Bogota: Colombians voted Sunday on whether to put 52 years of bloody conflict behind them by ratifying a peace accord between the state and communist FARC rebels.
The accord will effectively end what is seen as the last major armed conflict in the Western Hemisphere. The war has killed hundreds of thousands of people and displaced millions.
"Peace is the way for our children and grandchildren to have a better country," President Juan Manuel Santos said as he voted.
"We Colombians must all play a role in this historic change."
His government says it has no Plan B if voters reject the accord, agreed after four years of negotiations in Havana, Cuba.
But polls indicate it will pass by a wide margin.

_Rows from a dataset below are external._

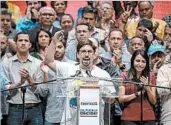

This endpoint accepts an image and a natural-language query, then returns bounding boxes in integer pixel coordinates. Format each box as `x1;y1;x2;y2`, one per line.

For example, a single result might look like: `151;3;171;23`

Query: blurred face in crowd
76;25;90;42
38;31;50;48
77;45;94;69
0;15;11;34
109;31;123;52
134;55;146;74
27;1;41;10
138;1;153;19
136;26;146;39
54;42;65;61
39;7;55;26
0;34;7;54
123;1;138;10
83;13;96;27
130;37;145;53
100;3;114;20
16;34;31;53
54;1;66;14
151;51;165;68
61;15;74;31
163;27;171;42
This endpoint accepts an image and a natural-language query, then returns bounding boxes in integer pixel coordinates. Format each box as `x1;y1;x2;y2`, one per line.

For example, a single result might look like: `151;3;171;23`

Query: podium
61;77;122;125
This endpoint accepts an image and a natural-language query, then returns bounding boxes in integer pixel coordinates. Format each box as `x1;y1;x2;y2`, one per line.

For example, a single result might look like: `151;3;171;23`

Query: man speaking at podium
45;31;116;125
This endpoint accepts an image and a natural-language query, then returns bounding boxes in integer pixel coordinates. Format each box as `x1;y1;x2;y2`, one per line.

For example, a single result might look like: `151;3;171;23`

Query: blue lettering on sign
80;109;98;116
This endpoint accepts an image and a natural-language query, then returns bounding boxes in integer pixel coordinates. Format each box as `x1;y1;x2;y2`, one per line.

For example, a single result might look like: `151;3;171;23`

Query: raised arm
44;30;64;72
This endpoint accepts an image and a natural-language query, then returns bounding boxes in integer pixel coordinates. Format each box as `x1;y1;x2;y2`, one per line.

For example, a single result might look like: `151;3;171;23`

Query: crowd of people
0;1;171;125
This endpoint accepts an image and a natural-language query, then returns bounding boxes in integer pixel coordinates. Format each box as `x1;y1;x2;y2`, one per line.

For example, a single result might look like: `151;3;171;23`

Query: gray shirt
4;55;43;104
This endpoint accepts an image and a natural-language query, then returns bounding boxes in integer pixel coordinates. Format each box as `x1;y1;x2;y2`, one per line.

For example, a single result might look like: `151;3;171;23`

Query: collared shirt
4;55;43;104
157;63;171;123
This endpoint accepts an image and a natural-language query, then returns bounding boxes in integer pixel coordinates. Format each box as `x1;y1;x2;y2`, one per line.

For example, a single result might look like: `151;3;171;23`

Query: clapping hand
121;6;133;23
144;28;153;42
52;30;65;43
112;49;122;65
140;76;151;92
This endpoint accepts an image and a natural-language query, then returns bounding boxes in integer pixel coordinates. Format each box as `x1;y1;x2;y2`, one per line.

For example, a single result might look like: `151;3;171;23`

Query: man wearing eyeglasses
123;1;166;39
28;7;60;51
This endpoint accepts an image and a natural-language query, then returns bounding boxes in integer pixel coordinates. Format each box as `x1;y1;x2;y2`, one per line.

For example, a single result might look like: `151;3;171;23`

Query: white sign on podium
78;86;100;125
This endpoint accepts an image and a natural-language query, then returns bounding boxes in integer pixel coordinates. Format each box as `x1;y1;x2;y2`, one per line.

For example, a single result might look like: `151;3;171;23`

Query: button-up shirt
4;55;43;104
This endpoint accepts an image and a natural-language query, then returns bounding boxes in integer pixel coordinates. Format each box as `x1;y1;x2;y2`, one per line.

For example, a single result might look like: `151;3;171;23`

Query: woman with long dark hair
119;50;156;125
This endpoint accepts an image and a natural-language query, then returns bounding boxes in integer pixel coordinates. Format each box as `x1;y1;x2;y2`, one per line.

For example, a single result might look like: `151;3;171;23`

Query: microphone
71;70;81;77
86;70;93;77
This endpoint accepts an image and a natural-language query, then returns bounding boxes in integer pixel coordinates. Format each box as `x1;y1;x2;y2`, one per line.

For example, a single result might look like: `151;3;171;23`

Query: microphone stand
21;87;26;125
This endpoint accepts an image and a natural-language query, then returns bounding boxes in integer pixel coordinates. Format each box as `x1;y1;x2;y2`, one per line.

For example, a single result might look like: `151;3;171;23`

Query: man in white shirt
45;31;115;125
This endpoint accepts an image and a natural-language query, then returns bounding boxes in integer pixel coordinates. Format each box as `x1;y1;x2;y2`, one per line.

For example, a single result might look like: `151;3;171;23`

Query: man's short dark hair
109;28;124;38
50;1;68;8
75;22;91;31
26;1;47;7
1;8;12;17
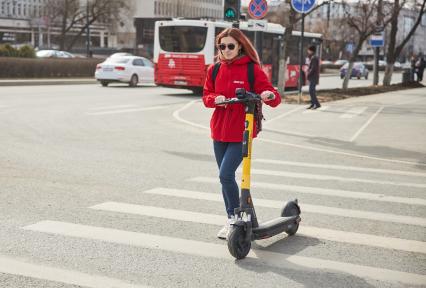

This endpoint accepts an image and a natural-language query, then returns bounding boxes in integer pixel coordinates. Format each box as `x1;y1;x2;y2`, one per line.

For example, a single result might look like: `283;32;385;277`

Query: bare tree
342;0;390;90
46;0;130;50
267;0;327;92
383;0;426;86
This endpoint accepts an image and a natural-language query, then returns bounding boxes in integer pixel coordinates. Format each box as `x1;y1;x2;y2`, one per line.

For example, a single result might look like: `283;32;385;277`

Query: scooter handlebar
216;88;266;105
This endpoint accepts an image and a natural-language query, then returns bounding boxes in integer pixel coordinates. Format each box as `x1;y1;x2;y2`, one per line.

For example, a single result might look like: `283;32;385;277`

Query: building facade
305;2;426;62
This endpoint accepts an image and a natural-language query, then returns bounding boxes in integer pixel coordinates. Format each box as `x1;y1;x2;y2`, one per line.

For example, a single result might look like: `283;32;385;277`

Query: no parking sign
248;0;268;19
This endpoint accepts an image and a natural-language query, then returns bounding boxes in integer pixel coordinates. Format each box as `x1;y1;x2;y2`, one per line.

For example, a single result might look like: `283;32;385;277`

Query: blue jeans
213;141;243;218
309;81;320;106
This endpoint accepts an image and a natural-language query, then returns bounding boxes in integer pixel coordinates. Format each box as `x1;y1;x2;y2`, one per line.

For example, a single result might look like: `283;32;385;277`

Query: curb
0;79;98;86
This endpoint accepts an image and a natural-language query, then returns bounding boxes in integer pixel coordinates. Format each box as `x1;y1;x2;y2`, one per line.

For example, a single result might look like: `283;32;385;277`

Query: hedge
0;57;103;78
0;44;36;58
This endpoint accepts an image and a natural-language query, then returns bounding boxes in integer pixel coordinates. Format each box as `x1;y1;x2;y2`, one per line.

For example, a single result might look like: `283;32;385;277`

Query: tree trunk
383;0;399;86
59;0;69;50
342;36;367;90
383;61;395;86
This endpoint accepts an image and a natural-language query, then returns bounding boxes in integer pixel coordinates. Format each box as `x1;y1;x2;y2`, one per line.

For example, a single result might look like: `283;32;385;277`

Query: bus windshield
159;26;207;53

"Colombia is betting everything on this plebiscite, socially, economically and politically," said Jorge Restrepo, director of conflict analysis center CERAC.Colombians are sick of war, even though many resent making concessions to the Revolutionary Armed Forces of Colombia (FARC), which has carried out killings, kidnappings and extortion.
"My parents were born into the conflict in a town where there were lots of kidnappings by the guerrillas... The houses were full of bullet holes," said one voter, Lina Romero, 25.
"I want the `Yes` vote to win so that if I have children one day, they will not have to live in war," she added.
Jose Gomez, a retiree of 70, said he had voted `No.`
"It is absurd to reward those criminals, drug-traffickers and killers who have made the country a disaster for the past 50 years," he said.
"If you reward crime, what moral authority do you have to tell a thief not to steal your mobile phone?"
Polls opened at 1300 GMT across the country and were due to close at 2100 GMT, with a result expected soon afterward.
Around 35 million of Colombia`s 48 million people were eligible to vote.
Opinion surveys by pollsters Datexco and Ipsos Napoleon Franco, published on October 26, indicated the `Yes" vote would win by a margin of around 20 percent.
Both polls indicated a `No` vote of about 35 percent.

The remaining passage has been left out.